Odkąd zrobiło się ciepło, nasze koty non-stop przesiadują na balkonie i wodzą wzrokiem za gołębiami i mewami. TŻ do nich:
" JUż wiem- wy jesteście ornitologami!!!".
Moderator: Estraven
eela pisze:Dialog lewicowo- sterylkowy:
Ja (celowo irytując TZ moimi lewicowymi sympatiami): Jakbym miała kocurka to mogłabym mu dac na imie Che
TZ (przeciwnik sterylizacji - zacofany reakcjonista tfuuu) - z przekąsem: Jakby to miał być twój kocur to powinien mieć na imie Castro
Mesaana pisze:[...] Scena: kot śpi/siedzi zamyślony na oknie/itp, wołam: "Mamonek, chodź, umyjemy pupkę!" na co słychać entuzjastyczne i donośne "grrrrrrrrrrrr miauuuu!" i obywatel Kot pędzi z łomotem do łazienki, gdzie zalega na podłodze, mrucząc już zawczasu. Jak dla mnie bomba
![]()
Mesaana pisze:he, he. mój spaślak bardzo lubi wodę i sam włazi do wanny, kiedy napuszczam sobie wodę do kąpieli - szczególnie pasuje mu taka z bąbelkami
Jolinar pisze:Niedawno mnie odwiedzil zakocony znajomy.
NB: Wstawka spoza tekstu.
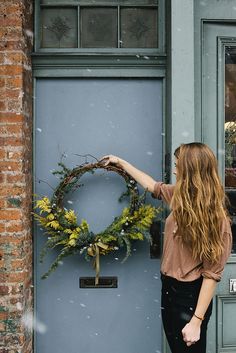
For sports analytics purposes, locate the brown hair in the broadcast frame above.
[171,142,228,262]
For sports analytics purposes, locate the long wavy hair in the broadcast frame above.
[171,142,228,262]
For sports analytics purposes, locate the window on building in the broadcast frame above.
[225,47,236,253]
[40,0,159,49]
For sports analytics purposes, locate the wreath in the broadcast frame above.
[33,161,159,285]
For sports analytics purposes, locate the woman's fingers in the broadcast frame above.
[100,154,119,166]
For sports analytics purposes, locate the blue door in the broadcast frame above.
[34,78,164,353]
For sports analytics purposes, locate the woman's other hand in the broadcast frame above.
[182,318,201,346]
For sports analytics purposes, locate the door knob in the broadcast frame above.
[229,278,236,294]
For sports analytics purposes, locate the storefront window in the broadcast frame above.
[225,47,236,254]
[40,0,159,49]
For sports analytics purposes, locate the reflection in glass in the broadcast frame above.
[225,47,236,253]
[41,7,77,48]
[121,7,157,48]
[81,7,117,48]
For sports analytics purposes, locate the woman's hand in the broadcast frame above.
[99,154,122,167]
[182,317,201,346]
[99,154,156,193]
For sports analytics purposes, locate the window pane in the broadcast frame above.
[225,47,236,253]
[81,7,117,48]
[121,7,158,48]
[41,7,78,48]
[40,0,158,6]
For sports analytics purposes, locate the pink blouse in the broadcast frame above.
[153,182,232,281]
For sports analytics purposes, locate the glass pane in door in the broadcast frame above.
[225,46,236,253]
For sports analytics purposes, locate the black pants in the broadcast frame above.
[161,275,212,353]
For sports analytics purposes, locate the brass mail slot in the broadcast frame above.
[79,277,118,288]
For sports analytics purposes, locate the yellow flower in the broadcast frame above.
[36,196,52,214]
[65,210,77,224]
[47,213,55,221]
[70,231,79,240]
[80,219,89,232]
[46,221,60,230]
[68,239,76,246]
[64,228,72,234]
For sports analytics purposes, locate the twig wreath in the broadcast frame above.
[34,161,159,285]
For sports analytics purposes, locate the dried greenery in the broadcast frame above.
[34,162,159,284]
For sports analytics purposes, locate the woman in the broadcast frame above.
[102,143,232,353]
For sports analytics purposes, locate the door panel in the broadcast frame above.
[202,21,236,353]
[34,79,163,353]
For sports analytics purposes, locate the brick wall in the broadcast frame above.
[0,0,33,353]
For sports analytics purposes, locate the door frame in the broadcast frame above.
[32,62,171,353]
[196,19,236,353]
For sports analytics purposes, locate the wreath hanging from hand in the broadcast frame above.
[33,161,159,285]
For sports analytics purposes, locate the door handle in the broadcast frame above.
[150,221,162,259]
[229,278,236,294]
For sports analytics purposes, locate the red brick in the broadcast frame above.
[0,77,6,88]
[0,16,22,27]
[5,76,23,89]
[0,185,25,197]
[0,124,22,136]
[5,52,24,65]
[0,101,7,112]
[7,174,25,183]
[5,89,22,99]
[0,210,22,220]
[0,112,24,123]
[0,137,24,146]
[11,259,25,271]
[0,199,6,208]
[8,271,27,283]
[0,311,8,320]
[0,286,9,295]
[4,222,24,233]
[7,99,22,113]
[0,148,6,159]
[0,322,6,330]
[0,161,22,172]
[0,65,23,76]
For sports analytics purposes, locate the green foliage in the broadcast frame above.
[34,163,160,278]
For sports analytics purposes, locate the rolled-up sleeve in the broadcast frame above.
[202,232,232,282]
[152,181,175,205]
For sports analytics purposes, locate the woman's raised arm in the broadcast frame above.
[101,155,156,193]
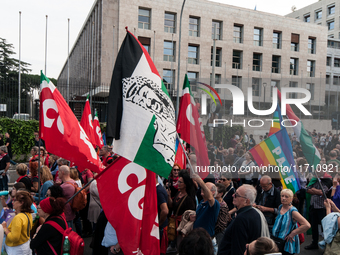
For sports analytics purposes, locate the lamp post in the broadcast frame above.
[263,82,267,106]
[176,0,186,120]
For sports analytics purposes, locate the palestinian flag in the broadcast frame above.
[278,91,321,170]
[107,31,176,177]
[80,96,96,147]
[177,75,210,178]
[92,111,104,149]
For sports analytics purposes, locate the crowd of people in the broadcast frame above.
[0,130,340,255]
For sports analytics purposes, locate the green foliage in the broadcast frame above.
[214,125,243,149]
[0,118,39,155]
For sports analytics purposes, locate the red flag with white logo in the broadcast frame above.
[176,75,210,178]
[92,111,104,149]
[80,99,96,147]
[97,157,160,255]
[39,72,103,173]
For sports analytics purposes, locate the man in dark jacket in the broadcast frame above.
[218,184,266,255]
[254,175,281,226]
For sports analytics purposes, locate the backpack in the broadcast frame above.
[45,216,85,255]
[69,183,87,212]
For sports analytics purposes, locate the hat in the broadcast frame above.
[39,197,53,214]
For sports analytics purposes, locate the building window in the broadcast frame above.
[211,20,222,40]
[138,36,151,54]
[307,60,315,77]
[251,78,261,97]
[254,27,262,46]
[334,58,340,67]
[273,31,281,49]
[231,76,242,88]
[315,10,322,20]
[187,72,198,91]
[270,80,280,97]
[272,55,281,73]
[189,17,200,37]
[138,8,151,30]
[233,50,242,69]
[163,69,175,91]
[306,83,314,100]
[234,24,243,43]
[327,5,335,15]
[290,34,300,51]
[290,58,298,75]
[210,73,221,84]
[303,14,310,23]
[188,45,199,65]
[288,81,298,98]
[163,41,176,62]
[210,47,222,66]
[326,57,332,66]
[164,12,176,33]
[327,20,334,30]
[308,37,316,54]
[253,53,262,72]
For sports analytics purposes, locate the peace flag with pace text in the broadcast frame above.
[249,128,300,193]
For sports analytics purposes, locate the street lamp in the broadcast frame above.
[263,82,267,106]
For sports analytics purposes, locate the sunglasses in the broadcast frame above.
[233,192,247,199]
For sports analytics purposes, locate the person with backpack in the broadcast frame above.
[30,197,67,255]
[2,191,33,255]
[58,165,78,228]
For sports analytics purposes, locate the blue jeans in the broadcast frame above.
[0,174,8,190]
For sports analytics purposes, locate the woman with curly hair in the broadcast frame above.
[2,191,33,255]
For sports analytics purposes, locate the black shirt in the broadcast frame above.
[0,154,10,170]
[30,216,66,255]
[6,137,12,158]
[218,206,261,255]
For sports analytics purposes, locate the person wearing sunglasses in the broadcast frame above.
[218,184,262,255]
[244,237,281,255]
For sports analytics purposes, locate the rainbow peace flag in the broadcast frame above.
[268,104,282,136]
[249,127,300,193]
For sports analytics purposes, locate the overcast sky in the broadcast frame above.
[0,0,316,78]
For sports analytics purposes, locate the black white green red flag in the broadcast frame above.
[107,31,176,177]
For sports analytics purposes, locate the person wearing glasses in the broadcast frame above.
[254,175,281,226]
[30,197,67,255]
[2,191,33,255]
[218,184,267,255]
[218,173,236,210]
[244,237,281,255]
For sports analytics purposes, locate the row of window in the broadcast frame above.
[163,69,314,100]
[297,4,335,22]
[138,8,316,54]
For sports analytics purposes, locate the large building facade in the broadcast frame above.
[58,0,328,119]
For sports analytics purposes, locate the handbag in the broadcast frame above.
[168,195,188,241]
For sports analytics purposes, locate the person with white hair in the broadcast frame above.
[218,184,266,255]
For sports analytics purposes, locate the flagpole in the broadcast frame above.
[45,15,48,77]
[18,11,21,115]
[176,0,186,120]
[65,157,119,205]
[67,19,70,105]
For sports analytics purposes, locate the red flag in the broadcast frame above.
[39,72,103,173]
[97,157,160,255]
[92,111,104,149]
[80,99,96,147]
[177,75,210,178]
[175,142,187,169]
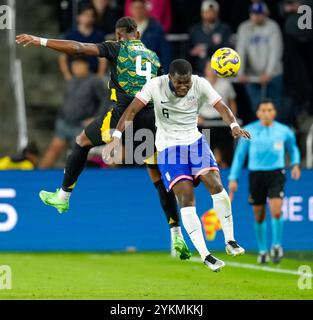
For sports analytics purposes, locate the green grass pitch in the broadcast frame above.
[0,253,313,300]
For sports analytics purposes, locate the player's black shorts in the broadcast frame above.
[249,169,286,205]
[85,95,156,162]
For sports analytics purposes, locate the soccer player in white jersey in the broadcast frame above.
[103,59,250,271]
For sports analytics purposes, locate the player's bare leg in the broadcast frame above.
[200,170,245,256]
[252,204,269,264]
[173,180,225,272]
[39,137,67,169]
[269,198,284,263]
[147,164,191,260]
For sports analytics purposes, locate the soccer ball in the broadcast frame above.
[211,48,240,78]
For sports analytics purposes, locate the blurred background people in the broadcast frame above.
[237,2,283,118]
[130,0,172,72]
[59,5,107,80]
[124,0,172,32]
[283,0,313,115]
[0,142,40,170]
[39,56,105,169]
[188,0,232,75]
[228,99,301,264]
[91,0,119,38]
[198,60,237,168]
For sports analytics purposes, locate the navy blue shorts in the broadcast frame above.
[158,136,219,191]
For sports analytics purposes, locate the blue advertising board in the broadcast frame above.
[0,168,313,251]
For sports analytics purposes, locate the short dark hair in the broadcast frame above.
[170,59,192,76]
[115,17,137,34]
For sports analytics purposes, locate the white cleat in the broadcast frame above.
[203,254,225,272]
[225,241,245,257]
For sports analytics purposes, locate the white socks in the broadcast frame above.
[212,189,235,243]
[58,188,72,201]
[180,207,210,260]
[170,227,183,241]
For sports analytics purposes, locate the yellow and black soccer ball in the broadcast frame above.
[211,48,240,78]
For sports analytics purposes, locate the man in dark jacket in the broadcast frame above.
[130,0,172,72]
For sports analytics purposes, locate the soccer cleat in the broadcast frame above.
[203,254,225,272]
[173,236,191,260]
[225,240,245,257]
[39,189,70,213]
[271,246,284,263]
[257,252,270,264]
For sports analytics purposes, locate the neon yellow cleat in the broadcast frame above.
[39,189,70,213]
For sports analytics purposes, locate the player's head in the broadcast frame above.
[71,55,89,79]
[130,0,149,22]
[169,59,192,97]
[256,99,276,126]
[201,0,219,23]
[204,60,217,81]
[250,2,268,25]
[115,17,140,41]
[77,5,96,27]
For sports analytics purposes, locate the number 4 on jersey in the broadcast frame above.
[136,56,152,80]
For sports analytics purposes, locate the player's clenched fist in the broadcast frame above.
[231,127,251,139]
[16,34,40,47]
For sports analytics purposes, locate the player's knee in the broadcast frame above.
[76,131,92,148]
[254,210,265,223]
[178,193,195,208]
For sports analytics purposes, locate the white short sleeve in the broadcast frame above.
[198,77,222,107]
[136,80,154,104]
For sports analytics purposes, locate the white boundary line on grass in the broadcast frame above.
[190,258,313,278]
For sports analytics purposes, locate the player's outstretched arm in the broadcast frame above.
[16,34,100,56]
[214,100,251,139]
[102,98,145,163]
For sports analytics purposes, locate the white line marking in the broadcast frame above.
[190,258,313,278]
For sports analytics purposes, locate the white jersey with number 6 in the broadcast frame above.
[136,75,222,151]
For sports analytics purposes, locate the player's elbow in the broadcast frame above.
[74,42,85,55]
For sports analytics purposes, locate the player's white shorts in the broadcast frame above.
[158,135,219,191]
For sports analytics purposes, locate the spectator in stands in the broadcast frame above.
[284,0,313,115]
[130,0,172,72]
[59,5,107,80]
[198,61,237,167]
[237,2,283,118]
[0,142,39,170]
[39,56,105,169]
[188,0,231,75]
[91,0,119,35]
[125,0,172,32]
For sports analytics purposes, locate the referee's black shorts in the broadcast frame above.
[249,169,286,205]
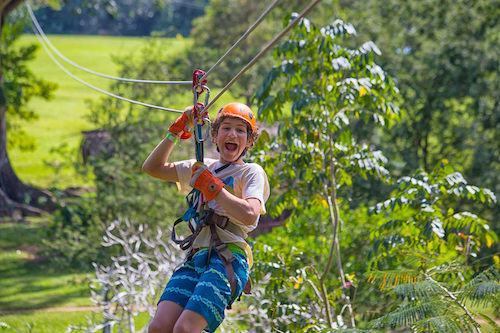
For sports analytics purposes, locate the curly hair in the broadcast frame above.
[210,116,260,155]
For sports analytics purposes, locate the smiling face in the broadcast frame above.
[214,117,252,164]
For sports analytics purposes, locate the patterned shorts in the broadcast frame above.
[158,250,248,332]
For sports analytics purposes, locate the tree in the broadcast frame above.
[367,160,500,333]
[0,0,58,215]
[252,16,399,331]
[332,0,500,220]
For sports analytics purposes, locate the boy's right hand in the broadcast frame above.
[168,106,194,140]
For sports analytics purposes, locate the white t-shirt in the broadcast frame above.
[175,158,269,267]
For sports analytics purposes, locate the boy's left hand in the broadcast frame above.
[189,164,225,201]
[168,106,194,140]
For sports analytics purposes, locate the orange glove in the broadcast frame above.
[168,106,194,140]
[189,165,225,202]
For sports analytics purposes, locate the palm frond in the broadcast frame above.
[393,281,444,299]
[368,270,421,290]
[458,266,500,305]
[369,298,450,328]
[411,313,477,333]
[477,313,500,332]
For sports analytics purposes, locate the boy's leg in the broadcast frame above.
[148,301,184,333]
[174,310,208,333]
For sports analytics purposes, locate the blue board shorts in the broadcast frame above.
[158,245,248,332]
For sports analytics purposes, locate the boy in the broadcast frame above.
[142,103,269,333]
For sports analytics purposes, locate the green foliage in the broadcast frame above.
[35,0,207,37]
[368,160,500,332]
[248,17,399,326]
[369,160,498,266]
[332,0,500,227]
[1,13,57,150]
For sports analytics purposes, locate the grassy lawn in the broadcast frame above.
[0,220,91,312]
[9,35,191,187]
[0,311,91,333]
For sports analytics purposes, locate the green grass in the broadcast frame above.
[9,35,191,187]
[0,311,148,333]
[0,220,91,312]
[0,311,91,333]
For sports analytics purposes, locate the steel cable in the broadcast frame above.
[200,0,281,81]
[205,0,321,110]
[26,2,193,84]
[28,26,184,113]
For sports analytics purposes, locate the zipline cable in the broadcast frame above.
[28,26,184,113]
[205,0,321,110]
[26,2,193,84]
[200,0,281,81]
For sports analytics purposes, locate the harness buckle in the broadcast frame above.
[215,243,236,263]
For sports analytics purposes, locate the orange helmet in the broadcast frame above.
[216,102,257,131]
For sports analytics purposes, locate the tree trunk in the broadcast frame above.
[0,0,55,216]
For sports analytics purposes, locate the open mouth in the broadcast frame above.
[224,142,238,152]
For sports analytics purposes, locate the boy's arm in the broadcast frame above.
[215,188,261,225]
[190,165,261,225]
[142,106,193,182]
[142,134,179,182]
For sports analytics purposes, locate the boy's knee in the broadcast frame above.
[173,320,198,333]
[148,320,172,333]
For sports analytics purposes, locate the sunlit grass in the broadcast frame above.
[0,220,91,311]
[9,35,191,187]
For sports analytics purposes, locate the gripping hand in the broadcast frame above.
[189,165,225,201]
[168,106,194,140]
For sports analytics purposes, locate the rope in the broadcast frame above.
[200,0,281,81]
[205,0,321,110]
[28,22,183,113]
[26,2,192,84]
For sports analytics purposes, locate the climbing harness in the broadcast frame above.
[26,0,321,308]
[172,69,251,308]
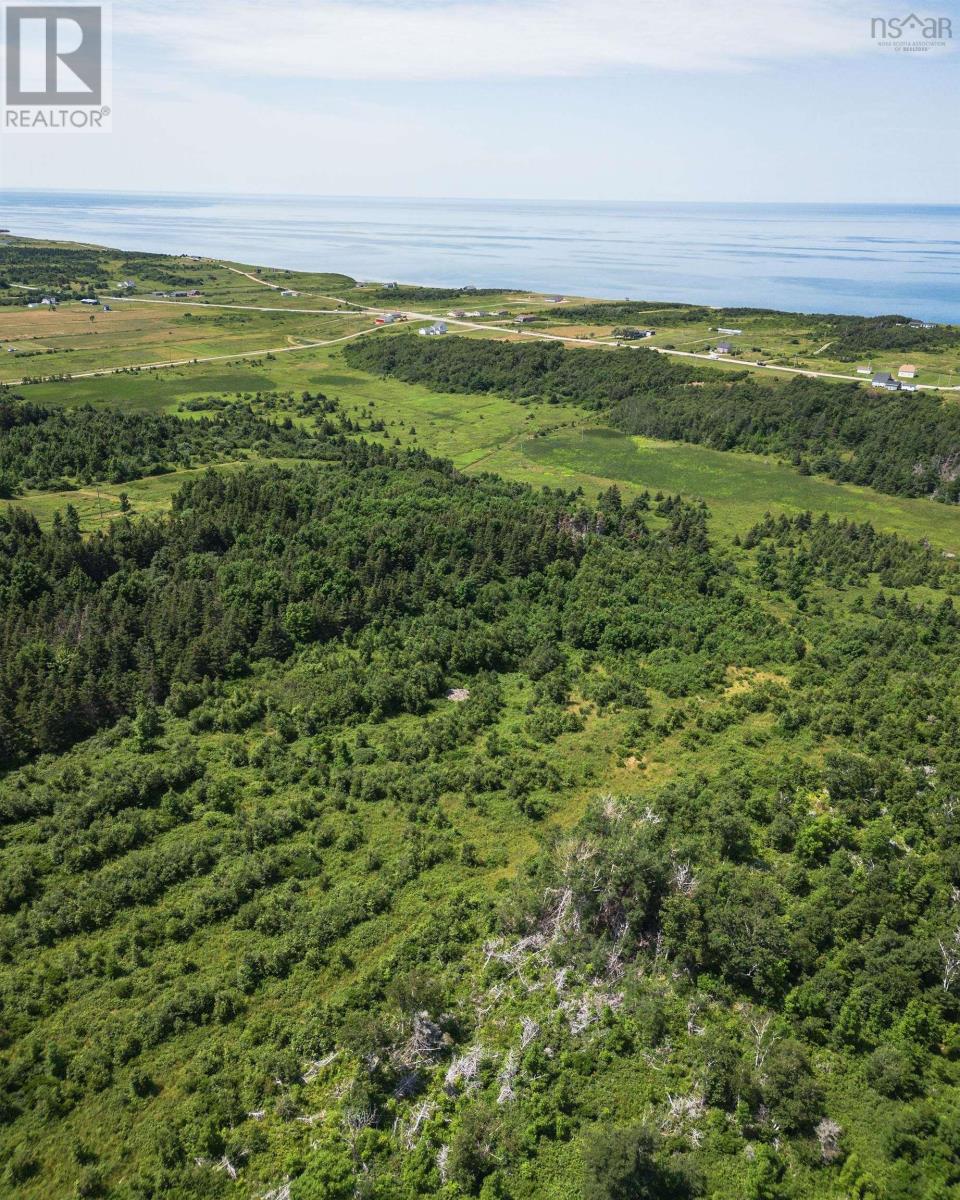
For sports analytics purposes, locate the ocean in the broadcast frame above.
[0,191,960,322]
Kota zajmowała jedyny fotel w całym pokoju, na którym można siedzieć bez obawy o życie. Spała zwinięta w kłębek, aż byłam zdumiona, bo nie lubi obcych.
Znajomy podszedł i pomiział ją za uszkiem.
Kota nie otwierając oczu wywinęła się i pozwoliła miziać do woli, dopóki się nie odezwał.
Wtedy spojrzała![]()
![]()
"A to qrrr... KTO????"
- i już jej nie było na fotelu, tylko głeboko pod szafą.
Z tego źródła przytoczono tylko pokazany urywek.